Protostomia (/ˌproʊtəˈstoʊmi.ə/) is the clade of animals once thought to be characterized by the formation of the organism’s mouth before its anus during embryonic development. This nature has since been discovered to be extremely variable among Protostomia’s members, although the reverse is typically true of its sister clade, Deuterostomia.[1][2] Some examples of protostomes are nematodes, arthropods, flatworms, annelids and molluscs.

Together with the Deuterostomia and Xenacoelomorpha, these form the clade Bilateria, animals with bilateral symmetry and three germ layers.[3]

The most important common feature of this grouping is the homology between the blastopore and the mouth region of the embryo.

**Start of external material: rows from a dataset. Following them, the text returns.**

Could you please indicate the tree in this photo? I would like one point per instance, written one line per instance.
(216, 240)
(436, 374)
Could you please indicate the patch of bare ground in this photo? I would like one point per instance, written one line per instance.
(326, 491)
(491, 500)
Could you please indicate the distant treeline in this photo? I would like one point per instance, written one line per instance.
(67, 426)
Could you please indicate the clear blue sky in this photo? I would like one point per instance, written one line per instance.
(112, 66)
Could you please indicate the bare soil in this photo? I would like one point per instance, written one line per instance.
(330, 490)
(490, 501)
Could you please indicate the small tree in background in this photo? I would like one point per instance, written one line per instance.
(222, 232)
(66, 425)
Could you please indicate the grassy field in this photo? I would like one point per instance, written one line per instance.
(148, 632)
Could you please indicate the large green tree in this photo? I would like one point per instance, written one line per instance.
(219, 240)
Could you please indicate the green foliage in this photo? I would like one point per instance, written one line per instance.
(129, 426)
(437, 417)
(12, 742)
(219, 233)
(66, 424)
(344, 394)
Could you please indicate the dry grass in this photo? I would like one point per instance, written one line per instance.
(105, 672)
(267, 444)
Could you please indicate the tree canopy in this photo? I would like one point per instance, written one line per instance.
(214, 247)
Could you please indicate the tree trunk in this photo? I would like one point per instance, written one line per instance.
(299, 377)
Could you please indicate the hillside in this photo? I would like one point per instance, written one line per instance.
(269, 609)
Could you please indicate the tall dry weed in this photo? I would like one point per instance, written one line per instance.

This means that the blastopore formed by gastrulation generates in the later stages of growth directly the mouth, while in deuterostomes (echinoderms and chordates) corresponds to the anal region.

Metamerism, when present, is almost complete and involves almost all organic systems. The nervous system is typically ganglionic, consisting of supraintestinal cephalic ganglia and subintestinal ganglionic nerve chain. For this reason they are also called gastroneural. Blood circulation typically occurs in the cephalo-caudal sense in the ventral vessels and in the caudo-cephalic sense in the dorsal vessel. There is never a dermaskeleton of mesodermal origin.

Embryonic development occurs through determinative segmentation, primarily spiral. The mesoderm originates from a single initial cell, segregated during egg segmentation. The coelom forms by fissuring within the mesoderm cell mass (schizocelia). Typical larval stages are the trochophore or trochophore-like forms, ciliated “spinning top”.

Phyla typical and most species-rich are the annelids and arthropods. The mollusks, although protostomes, began to diverge relatively early in the schizocelic branch, and this is evidenced by little or no segmentation of their bodies.

References

  1. Hejnol, A.; Martindale, M. Q. (2009). “The mouth, the anus, and the blastopore – open questions about questionable openings”. In M. J. Telford; D. T. J. Littlewood (eds.). Animal Evolution — Genomes, Fossils, and Trees. pp. 33–40.
  2. Martín-Durán, José M.; Passamaneck, Yale J.; Martindale, Mark Q.; Hejnol, Andreas (2016). “The developmental basis for the recurrent evolution of deuterostomy and protostomy”. Nature Ecology & Evolution. 1 (1): 0005. doi:10.1038/s41559-016-0005. PMID 28812551. S2CID 90795.
  3. Hejnol, A.; Obst, M.; Stamatakis, A.; Ott, M.; Rouse, G. W.; Edgecombe, G. D.; et al. (2009). “Assessing the root of bilaterian animals with scalable phylogenomic methods”. Proceedings of the Royal Society B: Biological Sciences. 276 (1677): 4261–4270. doi:10.1098/rspb.2009.0896. PMC 2817096. PMID 19759036.